Programming, Software and Code

Proper Matrices in Matrixy

I started a branch in Matrixy (it's own little adventure!) to start working on improved integration with parrot-linear-algebra. Matrixy currently uses nested ResizablePMCArray PMCs to implement matrices. This carries a few problems with it and is a huge performance bottleneck.

When I started work on Matrixy I had in mind to create classes for the fundamental things like Matrices and Vectors, but also the other types like cell arrays and structs. My work at the time was very naive, and I expected to be implementing all the various numerical algorithms myself. It wasn't until Blair mentioned it to me that I really thought about using an optimized library like BLAS, although that brings with it it's own hardships. Libraries like BLAS saves us the effort of implementing all the operations from scratch, but requires that we be able to write glue code for interfacing with the library functions. Tradeoffs.

Nested RPAs were easy because they were a pure-PIR solution that could be made to work quickly. The PMC manages it's own memory, so our only job was to manage the individual arrays.

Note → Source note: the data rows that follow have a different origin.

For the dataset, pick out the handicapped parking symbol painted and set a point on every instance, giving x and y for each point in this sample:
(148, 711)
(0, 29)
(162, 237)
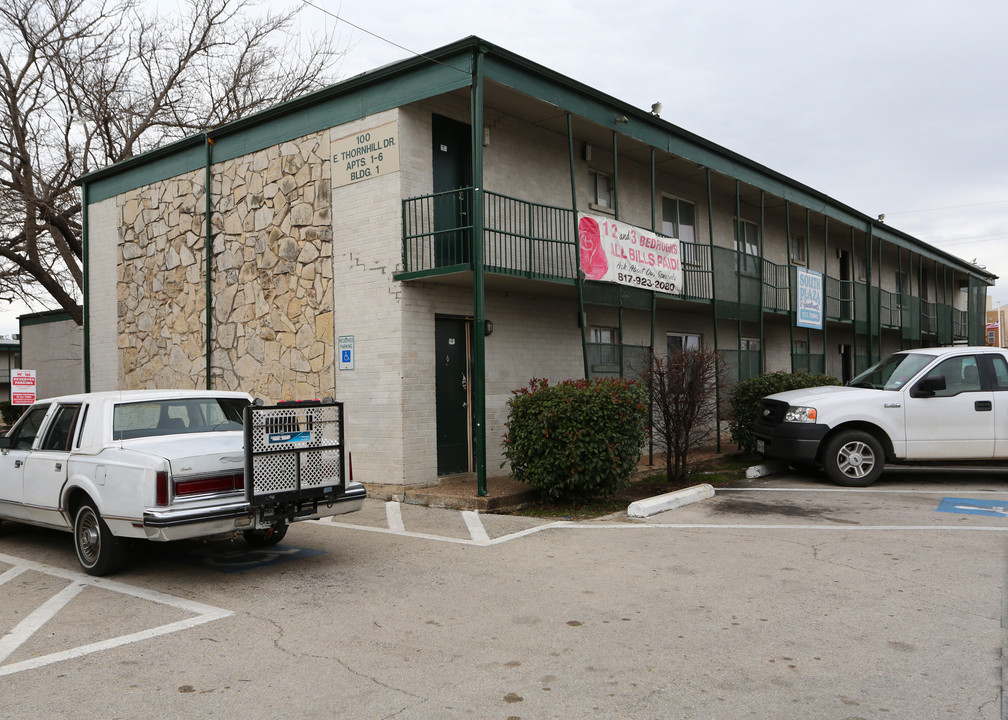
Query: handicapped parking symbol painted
(237, 560)
(971, 506)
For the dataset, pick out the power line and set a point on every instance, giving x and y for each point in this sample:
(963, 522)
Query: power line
(380, 37)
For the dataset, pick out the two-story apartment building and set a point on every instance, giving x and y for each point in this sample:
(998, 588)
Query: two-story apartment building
(420, 240)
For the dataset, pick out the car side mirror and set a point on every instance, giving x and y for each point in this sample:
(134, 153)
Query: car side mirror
(928, 386)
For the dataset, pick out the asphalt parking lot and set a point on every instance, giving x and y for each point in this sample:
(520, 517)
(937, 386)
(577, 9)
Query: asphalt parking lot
(781, 598)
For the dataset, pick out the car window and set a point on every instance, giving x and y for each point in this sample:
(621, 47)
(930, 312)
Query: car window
(893, 372)
(961, 374)
(24, 433)
(60, 433)
(176, 416)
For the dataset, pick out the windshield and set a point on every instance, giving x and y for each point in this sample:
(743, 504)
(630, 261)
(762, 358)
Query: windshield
(176, 416)
(893, 372)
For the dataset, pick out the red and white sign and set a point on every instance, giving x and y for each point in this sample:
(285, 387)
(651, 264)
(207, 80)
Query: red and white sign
(617, 252)
(22, 387)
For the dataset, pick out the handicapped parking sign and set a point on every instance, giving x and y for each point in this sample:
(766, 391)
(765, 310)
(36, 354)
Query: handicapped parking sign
(345, 346)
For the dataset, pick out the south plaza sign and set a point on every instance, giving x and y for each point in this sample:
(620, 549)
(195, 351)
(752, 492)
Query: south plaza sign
(612, 251)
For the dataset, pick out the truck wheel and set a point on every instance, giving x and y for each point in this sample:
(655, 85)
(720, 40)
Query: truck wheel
(266, 537)
(99, 552)
(854, 459)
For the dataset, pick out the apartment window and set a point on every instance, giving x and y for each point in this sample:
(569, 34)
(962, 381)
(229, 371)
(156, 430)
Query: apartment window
(681, 341)
(604, 336)
(601, 188)
(678, 220)
(747, 246)
(862, 266)
(902, 281)
(797, 245)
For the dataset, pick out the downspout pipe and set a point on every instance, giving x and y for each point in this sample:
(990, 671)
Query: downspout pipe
(714, 302)
(209, 258)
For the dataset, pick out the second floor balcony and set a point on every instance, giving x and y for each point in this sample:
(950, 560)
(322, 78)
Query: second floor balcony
(538, 242)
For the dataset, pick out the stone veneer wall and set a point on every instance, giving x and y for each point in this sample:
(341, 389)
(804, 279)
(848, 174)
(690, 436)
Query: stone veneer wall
(271, 284)
(160, 290)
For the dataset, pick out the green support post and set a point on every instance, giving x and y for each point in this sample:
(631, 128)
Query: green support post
(577, 251)
(86, 282)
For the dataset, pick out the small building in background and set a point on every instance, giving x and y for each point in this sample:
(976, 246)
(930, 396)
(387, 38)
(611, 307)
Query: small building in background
(10, 358)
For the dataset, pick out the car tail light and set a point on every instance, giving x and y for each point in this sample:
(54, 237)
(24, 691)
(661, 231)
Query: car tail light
(218, 483)
(161, 488)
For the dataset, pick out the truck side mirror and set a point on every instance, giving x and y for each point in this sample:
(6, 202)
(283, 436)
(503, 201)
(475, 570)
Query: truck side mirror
(928, 386)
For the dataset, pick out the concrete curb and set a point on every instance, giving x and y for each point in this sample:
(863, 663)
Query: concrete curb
(761, 471)
(670, 500)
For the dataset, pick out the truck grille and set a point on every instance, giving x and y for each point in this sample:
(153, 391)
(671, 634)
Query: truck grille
(771, 412)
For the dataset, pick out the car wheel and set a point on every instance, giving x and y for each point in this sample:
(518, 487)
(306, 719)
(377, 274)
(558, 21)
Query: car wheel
(266, 537)
(854, 459)
(99, 552)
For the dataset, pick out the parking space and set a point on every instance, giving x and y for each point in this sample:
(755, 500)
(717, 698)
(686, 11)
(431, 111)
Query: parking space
(784, 596)
(50, 615)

There is a certain amount of effort involved in keeping the matrix square when we resize (very expensive) and a certain amount of effort involved in marshalling data into BLAS API functions (very expensive), but we were able to get a lot of development done using the quick prototype.

in Parrot-Linear-Algebra we're providing PMC types that store data in a low-level C data buffer, in a format that is amenable for use directly in BLAS. Also, since it's a square buffer by default, we don't have to do anything special to keep it square on resize: We create a new buffer of the necessary size and block-copy items from the smaller old buffer to the larger new buffer. This might not be the most efficient way to handle it, but if we consider that matrices can be preallocated quickly, it's not going to be a huge bottleneck and a good developer can avoid it almost entirely. The new PMC type also provides all the necessary VTABLEs, so we can interact with it in a very natural way from PIR. Code that we were executing in large PIR functions before can now be performed using single opcodes, or single method calls.

So the general plan for the branch is to change Matrixy to have a strict dependency on parrot-linear-algebra. I will cut out all the code that manages custom RPA types and replace it with (hopefully smaller and better) code to interact with NumMatrix2D PMCs instead. Along the way, I'll be adding METHODs to the PMC type to perform the interactions with BLAS that we were previously doing in PIR. This should provide us a significant speedup in most cases, clean up the code significantly, and get us on the right path for future developments. I've already added several METHODs and VTABLEs for various purposes: clone, transpose, attribute access, fill, etc. These all need testing and improving of course, but I've been on too much of a roll with Matrixy to do these things.

One cool method that I added last night was an "iterate function" method. It takes a Sub object, which it invokes on every element in the matrix and replaces the current value with the result of the Sub. Since Matrixy has a lot of functions that act independently on every item in the array, this was a pretty natural thing to add. Also, since we're doing this in C now instead of PIR, we open up all sorts of possibilities like automatically threading large requests for improved performance. I think Parrot's threads system has some work to do yet before this becomes a viable optimization, but it's still interesting to think about.

Here's a PIR example of iterating a function:

.sub main :main
$P0 = new ['NumMatrix2D']
.const Sub helper = "add_to_each"
$P0[1;1] = 4
$P0[0;1] = 3
$P0[1;0] = 2
$P0[0;0] = 1
# 1 2
# 3 4
$P0.'iterate_function_inplace'(helper, 2)
# 3 4
# 5 6
$P0.'iterate_function_inplace'(helper, 5)
# 8 9
# 10 11

.sub 'add_to_each'
.param pmc matrix
.param num value
.param num to_add
$N0 = value + to_add

I haven't done any testing on this yet, but this is what it will look like when it's all working properly. There are a lot of functions that act item-wise on each element in a matrix, and this little helper routine is going to make those all much easier and cleaner to implement.